What is the NCHS Urban-Rural Scheme?

The NCHS Urban-Rural Classification Scheme assigns every U.S. county to one of six levels (1 most urban, 6 most rural) using OMB metro status, MSA size, and centrality, designed for health research on urbanization gradients.

How many counties per level?

In the 2013 scheme: 369 Level 1, 393 Level 2, 516 Level 3, 664 Level 4, 656 Level 5, 545 Level 6, totaling 3,143 counties.

When was it last updated?

2013 version used 2010 Census; a 2023-based update is slated for 2025 release per NCHS announcements.

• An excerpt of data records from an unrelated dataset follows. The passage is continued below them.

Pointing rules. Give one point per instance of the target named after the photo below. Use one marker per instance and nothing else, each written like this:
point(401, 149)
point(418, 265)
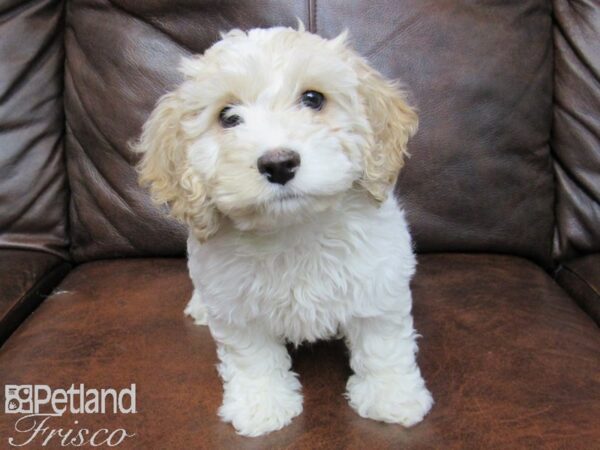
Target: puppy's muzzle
point(279, 165)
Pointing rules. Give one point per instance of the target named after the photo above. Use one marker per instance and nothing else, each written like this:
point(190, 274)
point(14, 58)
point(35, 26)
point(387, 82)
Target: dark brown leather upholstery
point(121, 56)
point(479, 177)
point(26, 277)
point(492, 194)
point(581, 278)
point(511, 360)
point(33, 184)
point(576, 135)
point(507, 160)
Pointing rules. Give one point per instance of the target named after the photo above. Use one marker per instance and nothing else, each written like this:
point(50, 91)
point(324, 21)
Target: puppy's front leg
point(387, 383)
point(261, 394)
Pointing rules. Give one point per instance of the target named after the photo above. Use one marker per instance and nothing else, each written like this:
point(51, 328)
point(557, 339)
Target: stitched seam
point(582, 280)
point(34, 292)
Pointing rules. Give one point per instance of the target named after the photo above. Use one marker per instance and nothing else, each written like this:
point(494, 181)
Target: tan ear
point(165, 169)
point(393, 122)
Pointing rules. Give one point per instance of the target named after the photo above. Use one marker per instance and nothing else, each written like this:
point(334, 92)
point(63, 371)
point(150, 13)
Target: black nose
point(279, 165)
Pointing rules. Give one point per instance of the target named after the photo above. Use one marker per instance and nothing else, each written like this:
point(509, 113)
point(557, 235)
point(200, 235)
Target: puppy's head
point(270, 127)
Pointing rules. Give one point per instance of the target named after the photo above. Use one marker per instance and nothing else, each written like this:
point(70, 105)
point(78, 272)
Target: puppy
point(279, 151)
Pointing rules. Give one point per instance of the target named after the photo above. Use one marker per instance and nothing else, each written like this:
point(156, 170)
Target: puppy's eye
point(229, 120)
point(313, 99)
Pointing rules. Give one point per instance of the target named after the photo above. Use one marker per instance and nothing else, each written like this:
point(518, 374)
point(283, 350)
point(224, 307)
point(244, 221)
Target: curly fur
point(328, 253)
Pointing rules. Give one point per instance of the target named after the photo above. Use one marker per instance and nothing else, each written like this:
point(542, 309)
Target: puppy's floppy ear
point(165, 168)
point(393, 122)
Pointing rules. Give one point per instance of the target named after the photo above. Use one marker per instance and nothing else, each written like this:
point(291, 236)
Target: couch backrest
point(33, 182)
point(480, 178)
point(576, 130)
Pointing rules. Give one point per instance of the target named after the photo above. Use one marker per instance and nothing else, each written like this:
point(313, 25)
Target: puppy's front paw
point(196, 309)
point(261, 405)
point(388, 399)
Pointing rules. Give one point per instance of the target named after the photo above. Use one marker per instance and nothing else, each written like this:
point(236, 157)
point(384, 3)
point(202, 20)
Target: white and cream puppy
point(279, 151)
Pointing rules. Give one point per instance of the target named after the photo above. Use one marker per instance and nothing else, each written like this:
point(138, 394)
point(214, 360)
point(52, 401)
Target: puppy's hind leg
point(387, 384)
point(196, 309)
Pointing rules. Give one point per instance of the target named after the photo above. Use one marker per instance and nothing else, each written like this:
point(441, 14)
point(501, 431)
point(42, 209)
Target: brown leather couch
point(502, 191)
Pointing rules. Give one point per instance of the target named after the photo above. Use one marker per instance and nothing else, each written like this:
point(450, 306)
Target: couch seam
point(581, 280)
point(32, 293)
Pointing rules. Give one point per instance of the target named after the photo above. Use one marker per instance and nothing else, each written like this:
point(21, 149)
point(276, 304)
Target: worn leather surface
point(25, 278)
point(33, 186)
point(121, 56)
point(581, 278)
point(510, 358)
point(576, 135)
point(480, 176)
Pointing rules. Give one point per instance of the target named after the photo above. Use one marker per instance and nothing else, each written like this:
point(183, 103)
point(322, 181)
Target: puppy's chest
point(302, 291)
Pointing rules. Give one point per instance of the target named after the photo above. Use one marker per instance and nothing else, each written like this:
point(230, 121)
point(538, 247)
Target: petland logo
point(38, 404)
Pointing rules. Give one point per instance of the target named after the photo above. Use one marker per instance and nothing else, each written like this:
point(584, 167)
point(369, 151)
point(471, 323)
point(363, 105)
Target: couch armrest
point(26, 277)
point(581, 278)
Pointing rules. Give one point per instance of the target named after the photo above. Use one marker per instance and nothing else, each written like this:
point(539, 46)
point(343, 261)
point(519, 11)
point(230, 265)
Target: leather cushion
point(576, 133)
point(33, 185)
point(511, 360)
point(581, 278)
point(25, 278)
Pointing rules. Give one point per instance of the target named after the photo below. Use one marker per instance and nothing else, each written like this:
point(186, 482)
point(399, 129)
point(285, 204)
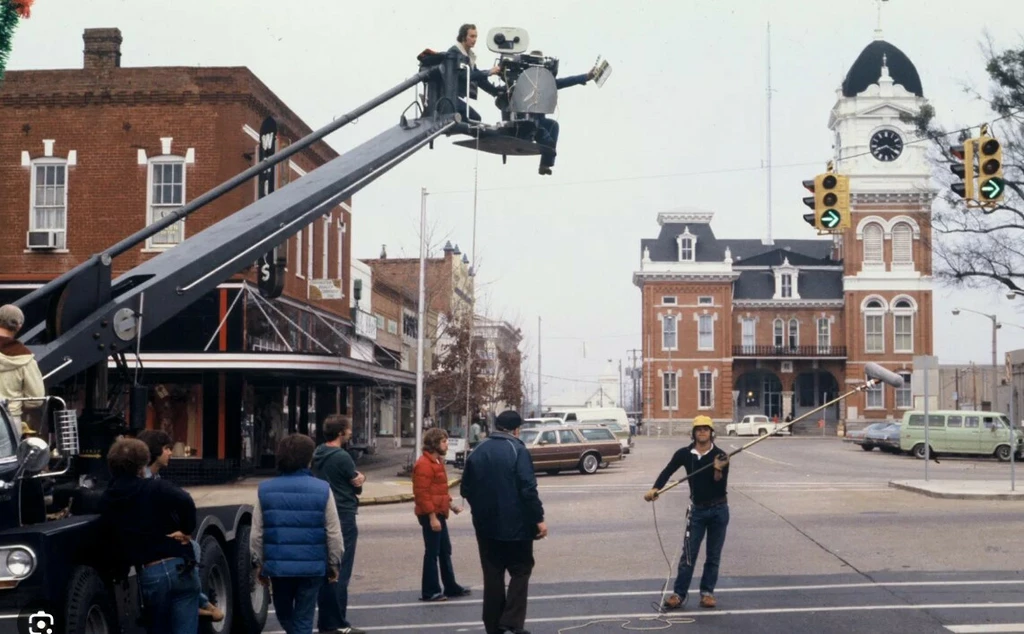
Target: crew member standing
point(709, 510)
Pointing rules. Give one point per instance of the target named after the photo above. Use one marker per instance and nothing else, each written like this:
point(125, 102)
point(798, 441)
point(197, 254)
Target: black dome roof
point(867, 69)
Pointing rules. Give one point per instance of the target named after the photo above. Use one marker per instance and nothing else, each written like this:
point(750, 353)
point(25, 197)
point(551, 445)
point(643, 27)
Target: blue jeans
point(334, 597)
point(547, 137)
point(712, 520)
point(171, 597)
point(295, 601)
point(437, 553)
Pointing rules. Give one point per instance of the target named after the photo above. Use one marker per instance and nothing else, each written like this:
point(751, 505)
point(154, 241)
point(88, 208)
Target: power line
point(519, 187)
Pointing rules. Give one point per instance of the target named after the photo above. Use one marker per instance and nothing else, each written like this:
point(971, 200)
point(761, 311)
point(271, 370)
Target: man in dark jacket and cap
point(508, 515)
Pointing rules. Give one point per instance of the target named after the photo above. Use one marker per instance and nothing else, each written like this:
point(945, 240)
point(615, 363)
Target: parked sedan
point(571, 447)
point(857, 435)
point(887, 438)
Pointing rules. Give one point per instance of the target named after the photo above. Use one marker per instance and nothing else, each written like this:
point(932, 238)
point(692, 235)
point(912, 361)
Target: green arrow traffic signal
point(992, 188)
point(830, 218)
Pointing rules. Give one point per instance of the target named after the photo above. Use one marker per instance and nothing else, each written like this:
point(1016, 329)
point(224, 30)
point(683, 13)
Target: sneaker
point(674, 601)
point(464, 591)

How to classify a specific county?

Locate its FIPS code, reference NCHS county file (e.g., via CDC), match to OMB 2013 metro, then apply MSA population and centrality rules.

Why use NCHS over other schemes?

NCHS excels in health applications by distinguishing large metro centers from fringes, revealing disparities missed by coarser USDA or OMB codes, e.g., 10-15% mortality gaps intra-large metro.

Where to download county lists?

CDC NCHS site, RowZero.io, or HCUP tools provide CSV files with FIPS, state, level for all counties/ZIPs.

Does it include ZIP codes?

County-based primarily, but crosswalks like RowZero map 41,000+ ZIPs to county NCHS levels.

Updates after 2020 Census?

Pending 2025 release uses 2020 data; current analyses hold 2013 scheme for consistency.